This discussion is no longer live and is left here as an archive. Please do not modify this conversation, but feel free to discuss its conclusions.
The dative plural of Verbrauch is Verbräuchen. - Master of Contributions (talk) 03:53, 15 December 2014 (UTC)
- It's a noun - "(das) Verbrauchen" means "use", "usage", formed from the infinitive [[verbrauchen]]. Restore and reformat. --Anatoli T. (обсудить/вклад) 02:20, 16 December 2014 (UTC)

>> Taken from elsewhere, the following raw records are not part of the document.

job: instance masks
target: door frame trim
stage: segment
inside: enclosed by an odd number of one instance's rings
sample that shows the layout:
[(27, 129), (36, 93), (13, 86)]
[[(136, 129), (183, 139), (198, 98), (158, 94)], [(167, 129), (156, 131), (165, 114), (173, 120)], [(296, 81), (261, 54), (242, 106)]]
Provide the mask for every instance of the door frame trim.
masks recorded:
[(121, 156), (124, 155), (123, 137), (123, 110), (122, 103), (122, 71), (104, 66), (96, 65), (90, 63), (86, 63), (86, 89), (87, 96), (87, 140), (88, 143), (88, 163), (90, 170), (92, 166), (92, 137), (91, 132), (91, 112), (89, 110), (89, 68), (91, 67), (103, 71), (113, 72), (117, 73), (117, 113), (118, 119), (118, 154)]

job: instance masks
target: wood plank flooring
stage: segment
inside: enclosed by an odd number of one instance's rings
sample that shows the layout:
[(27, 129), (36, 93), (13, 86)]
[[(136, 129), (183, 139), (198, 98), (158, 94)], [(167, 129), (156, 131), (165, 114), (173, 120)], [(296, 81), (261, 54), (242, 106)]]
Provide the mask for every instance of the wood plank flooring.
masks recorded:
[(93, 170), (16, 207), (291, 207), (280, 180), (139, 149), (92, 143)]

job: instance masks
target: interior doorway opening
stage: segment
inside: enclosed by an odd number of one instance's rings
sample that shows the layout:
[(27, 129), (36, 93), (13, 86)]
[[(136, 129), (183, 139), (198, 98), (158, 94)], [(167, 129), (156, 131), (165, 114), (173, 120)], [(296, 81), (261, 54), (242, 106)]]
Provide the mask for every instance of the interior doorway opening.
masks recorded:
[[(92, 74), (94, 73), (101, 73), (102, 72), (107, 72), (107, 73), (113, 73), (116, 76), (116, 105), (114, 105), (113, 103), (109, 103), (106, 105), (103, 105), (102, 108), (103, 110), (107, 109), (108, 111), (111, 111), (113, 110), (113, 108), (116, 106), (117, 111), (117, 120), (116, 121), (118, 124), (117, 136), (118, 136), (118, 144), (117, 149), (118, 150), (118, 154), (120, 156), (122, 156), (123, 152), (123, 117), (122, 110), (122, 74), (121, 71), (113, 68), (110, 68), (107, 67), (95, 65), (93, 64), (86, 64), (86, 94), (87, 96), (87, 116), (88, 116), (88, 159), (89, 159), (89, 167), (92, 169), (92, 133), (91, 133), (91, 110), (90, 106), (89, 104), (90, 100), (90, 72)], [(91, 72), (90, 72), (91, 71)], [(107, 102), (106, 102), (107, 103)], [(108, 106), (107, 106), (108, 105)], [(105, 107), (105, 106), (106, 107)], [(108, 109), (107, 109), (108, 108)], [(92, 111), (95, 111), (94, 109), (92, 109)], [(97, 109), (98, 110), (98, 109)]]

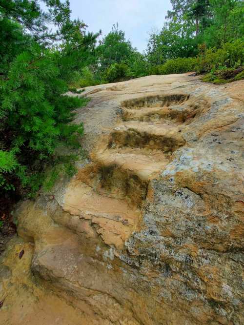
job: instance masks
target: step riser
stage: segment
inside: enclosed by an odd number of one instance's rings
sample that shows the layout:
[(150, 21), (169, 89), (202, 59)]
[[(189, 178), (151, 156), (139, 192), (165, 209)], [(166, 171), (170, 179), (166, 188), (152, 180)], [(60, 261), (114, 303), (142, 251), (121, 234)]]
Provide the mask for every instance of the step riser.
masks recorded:
[(189, 98), (189, 95), (184, 94), (148, 96), (124, 101), (122, 103), (122, 108), (136, 109), (140, 109), (143, 107), (162, 107), (164, 106), (181, 104), (185, 101), (187, 101)]
[(199, 111), (199, 110), (189, 109), (179, 111), (164, 107), (162, 109), (152, 109), (151, 112), (143, 112), (138, 110), (124, 108), (122, 110), (122, 117), (124, 121), (138, 121), (147, 122), (163, 119), (169, 122), (173, 121), (175, 122), (185, 123), (189, 119), (194, 118)]
[(118, 199), (140, 206), (147, 193), (147, 182), (128, 170), (116, 165), (102, 167), (100, 170), (101, 190)]
[(173, 152), (184, 144), (183, 139), (174, 138), (172, 136), (156, 136), (147, 133), (140, 133), (135, 130), (123, 132), (114, 131), (111, 135), (110, 146), (148, 148), (158, 149), (165, 153)]

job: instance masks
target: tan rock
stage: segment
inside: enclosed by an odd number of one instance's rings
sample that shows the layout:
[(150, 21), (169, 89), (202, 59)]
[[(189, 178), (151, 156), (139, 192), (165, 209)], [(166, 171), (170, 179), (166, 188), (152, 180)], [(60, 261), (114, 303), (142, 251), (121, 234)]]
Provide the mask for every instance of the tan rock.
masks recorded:
[(90, 159), (17, 210), (1, 324), (244, 324), (244, 86), (87, 87)]

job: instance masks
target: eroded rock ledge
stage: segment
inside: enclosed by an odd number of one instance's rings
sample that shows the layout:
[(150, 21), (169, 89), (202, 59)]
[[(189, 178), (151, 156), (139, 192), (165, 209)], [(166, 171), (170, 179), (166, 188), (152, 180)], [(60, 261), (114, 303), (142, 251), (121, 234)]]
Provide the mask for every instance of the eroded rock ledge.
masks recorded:
[(87, 87), (89, 158), (16, 211), (1, 324), (243, 324), (244, 86)]

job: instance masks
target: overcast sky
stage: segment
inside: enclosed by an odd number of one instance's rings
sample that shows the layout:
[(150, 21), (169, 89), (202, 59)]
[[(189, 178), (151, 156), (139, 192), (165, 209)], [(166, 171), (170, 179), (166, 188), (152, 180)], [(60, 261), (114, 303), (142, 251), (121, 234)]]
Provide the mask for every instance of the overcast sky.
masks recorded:
[(87, 30), (107, 34), (118, 22), (132, 45), (141, 52), (146, 48), (152, 28), (161, 29), (170, 0), (70, 0), (72, 18), (88, 25)]

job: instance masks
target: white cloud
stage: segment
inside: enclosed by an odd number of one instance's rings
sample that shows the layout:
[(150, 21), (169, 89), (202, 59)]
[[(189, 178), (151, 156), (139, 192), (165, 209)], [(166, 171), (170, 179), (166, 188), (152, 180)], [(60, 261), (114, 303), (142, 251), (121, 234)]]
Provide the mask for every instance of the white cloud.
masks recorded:
[(102, 29), (107, 34), (113, 24), (125, 32), (133, 46), (142, 51), (146, 48), (148, 33), (161, 29), (170, 0), (70, 0), (74, 18), (79, 17), (88, 25), (88, 30)]

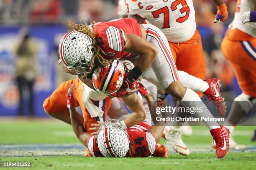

- As a rule, we don't include substantivized German infinitives here, unless they happen to be the usual noun form. But that's not the case here; the usual noun for "use, usage" is Verbrauch itself. —Aɴɢʀ (talk) 16:56, 16 December 2014 (UTC)
- Why don't we include them if they're includable? —CodeCat 17:32, 16 December 2014 (UTC)
- Because they'd be redundant to the lower-case version. Capitalizing a noun in German is as automatic as capitalizing a word at the beginning of the sentence, so it makes no more sense to have separate entries for stehen and Stehen (which has all the same meanings stehen does, just used substantivally) than it does to have separate entries for horses and Horses. —Aɴɢʀ (talk) 18:27, 16 December 2014 (UTC)
- Adjectives can also be used substantivally, and when they are, they're capitalized (e.g. alles Gute, du bist kein Guter, mit etwas Gutem, etc.) but it would be redundant to have separate entries for capitalized Gute, Guter, Gutem etc. The exception is substantivized adjectives with truly nominal meanings, like Obdachloser and Abgeordneter. —Aɴɢʀ (talk) 18:30, 16 December 2014 (UTC)
- I don't see any rule about excluding nominalised verbs or adjectives. They are, admittedly, predictable and any verb can be nominalised the same way - rauchen - "to smoke", Rauchen - "smoking", etc. but we don't exclude words or forms that are predictable in other languages. --Anatoli T. (обсудить/вклад) 21:30, 16 December 2014 (UTC)
- We try to. We actually exclude English words capitalized only in sentence-initial position. We exclude taxonomic species name abbreviations except in special circumstances in which the meaning is not obvious. We exclude English phrases that are hyphenated only for style reasons. We should exclude having entries for many more. Whether such variants are even worthwhile content as alternative forms, with or without hard redirects, is an open question to me. If our search engine can present the main form flawlessly at or near the top of a search list, why bother adding the entry. If they aren't worth systematically adding, then to maintain consistency of our user interface (thereby educating our users) we should eliminate such variations systematically. DCDuring TALK 14:25, 17 December 2014 (UTC)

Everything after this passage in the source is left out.